Article Text
Abstract
Introduction/Background Intravenous leiomyomatosis (IVL) is defined by the presence of smooth muscle nodules beyond the vessels of an uterine leiomyoma and into the extrauterine venous system. Its extension into the right-sided cardiac chambers can be fatal. Most cases lack marked nuclear atypia or elevated mitotic activity. Transition from a non-invasive leiomyoma to an invasive IVL is not clearly understood. The objective is to report a patient with intracardiac IVL with malignant histological features consistent with sarcoma.
Methodology 63 year old female, hemodynamically stable, referring a painful mass that occupied the pelvic cavity up to the hypogastrium, associated to abnormal uterine bleeding. Abdominal-pelvic magnetic resonance image (MRI) reported a solid tumor originating in the posterior wall of the uterus, and a solid tumor that extended through the right external iliac vein up to the right atrium (RA) partially occupying the inferior vena cava (IVC) and the right common iliac vein. Chest computed tomography showed no pulmonary metastasis. Cardiac MRI reported an intravascular thrombus of tumoral origin that extended from the IVF to the RA protruding through the tricuspid valve (TV) into the right ventricule (RV). Tran-sesophageal echocardiography revealed a 37x13 mm vascularized irregular mass extending from the IVC into the RA going through the TV into the RV, with no effect on valvular function.

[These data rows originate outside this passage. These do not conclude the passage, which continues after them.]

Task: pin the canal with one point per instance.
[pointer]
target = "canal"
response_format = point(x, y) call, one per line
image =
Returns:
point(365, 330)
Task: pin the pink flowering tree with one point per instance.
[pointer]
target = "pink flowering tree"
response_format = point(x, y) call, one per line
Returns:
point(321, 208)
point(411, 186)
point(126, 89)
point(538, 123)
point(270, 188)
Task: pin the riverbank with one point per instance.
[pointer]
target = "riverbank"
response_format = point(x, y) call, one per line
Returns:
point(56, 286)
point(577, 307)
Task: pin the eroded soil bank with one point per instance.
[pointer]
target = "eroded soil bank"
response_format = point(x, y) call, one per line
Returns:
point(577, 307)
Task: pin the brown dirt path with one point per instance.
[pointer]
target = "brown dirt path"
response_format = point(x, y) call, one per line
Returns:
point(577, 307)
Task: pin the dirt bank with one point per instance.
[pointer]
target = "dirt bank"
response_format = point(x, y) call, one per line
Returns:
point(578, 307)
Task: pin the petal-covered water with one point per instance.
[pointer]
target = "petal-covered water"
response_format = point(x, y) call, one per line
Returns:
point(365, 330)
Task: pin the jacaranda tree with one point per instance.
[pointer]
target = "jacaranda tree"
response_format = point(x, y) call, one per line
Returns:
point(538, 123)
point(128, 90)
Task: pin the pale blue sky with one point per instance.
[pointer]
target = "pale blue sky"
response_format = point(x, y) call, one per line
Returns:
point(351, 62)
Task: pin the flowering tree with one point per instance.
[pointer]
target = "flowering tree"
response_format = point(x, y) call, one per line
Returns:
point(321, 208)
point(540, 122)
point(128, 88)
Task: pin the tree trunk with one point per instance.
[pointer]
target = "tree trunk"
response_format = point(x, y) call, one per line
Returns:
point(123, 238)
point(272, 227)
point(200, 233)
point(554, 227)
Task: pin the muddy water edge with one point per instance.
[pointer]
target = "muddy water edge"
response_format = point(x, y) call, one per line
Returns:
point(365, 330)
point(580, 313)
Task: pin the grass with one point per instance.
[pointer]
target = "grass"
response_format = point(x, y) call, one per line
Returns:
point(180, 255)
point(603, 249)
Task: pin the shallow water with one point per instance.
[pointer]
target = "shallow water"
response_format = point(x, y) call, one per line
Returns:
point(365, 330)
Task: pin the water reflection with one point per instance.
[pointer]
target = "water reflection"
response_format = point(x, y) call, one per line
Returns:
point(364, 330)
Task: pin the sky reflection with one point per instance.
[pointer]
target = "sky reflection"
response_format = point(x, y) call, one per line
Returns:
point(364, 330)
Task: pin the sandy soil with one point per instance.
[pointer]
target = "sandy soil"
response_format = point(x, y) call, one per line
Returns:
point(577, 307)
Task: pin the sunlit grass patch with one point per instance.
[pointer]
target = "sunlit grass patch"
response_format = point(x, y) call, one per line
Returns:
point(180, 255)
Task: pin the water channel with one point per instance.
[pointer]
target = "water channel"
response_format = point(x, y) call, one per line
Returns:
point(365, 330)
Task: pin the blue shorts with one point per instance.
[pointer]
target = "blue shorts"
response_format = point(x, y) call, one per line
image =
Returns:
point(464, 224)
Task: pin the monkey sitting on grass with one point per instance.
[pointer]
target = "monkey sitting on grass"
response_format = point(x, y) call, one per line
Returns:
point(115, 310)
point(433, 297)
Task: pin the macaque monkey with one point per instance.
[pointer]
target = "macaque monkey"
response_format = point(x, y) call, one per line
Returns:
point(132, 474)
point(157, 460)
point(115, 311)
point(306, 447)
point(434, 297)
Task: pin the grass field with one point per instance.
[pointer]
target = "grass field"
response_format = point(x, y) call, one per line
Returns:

Results A one stage procedure was performed including pelvic tumor resection, hysterectomy, adnexectomy, dissection of the IVC with removal of the endovascular tumor and removal of the intracardiac tumor. Due to nonsurgical bleeding, a mediastinal packing was necessary with posterior unpacking 24 hours later. Final pathology examination reported a high grade sarcomatous malignant tumor within the pelvic mass and histological findings consistent with IVL.
Conclusion IVL has a quasi-malignant behavior. Complete tumor removal impacts prognosis and recurrence rates. Reports on IVL with malignant histological features are scarce.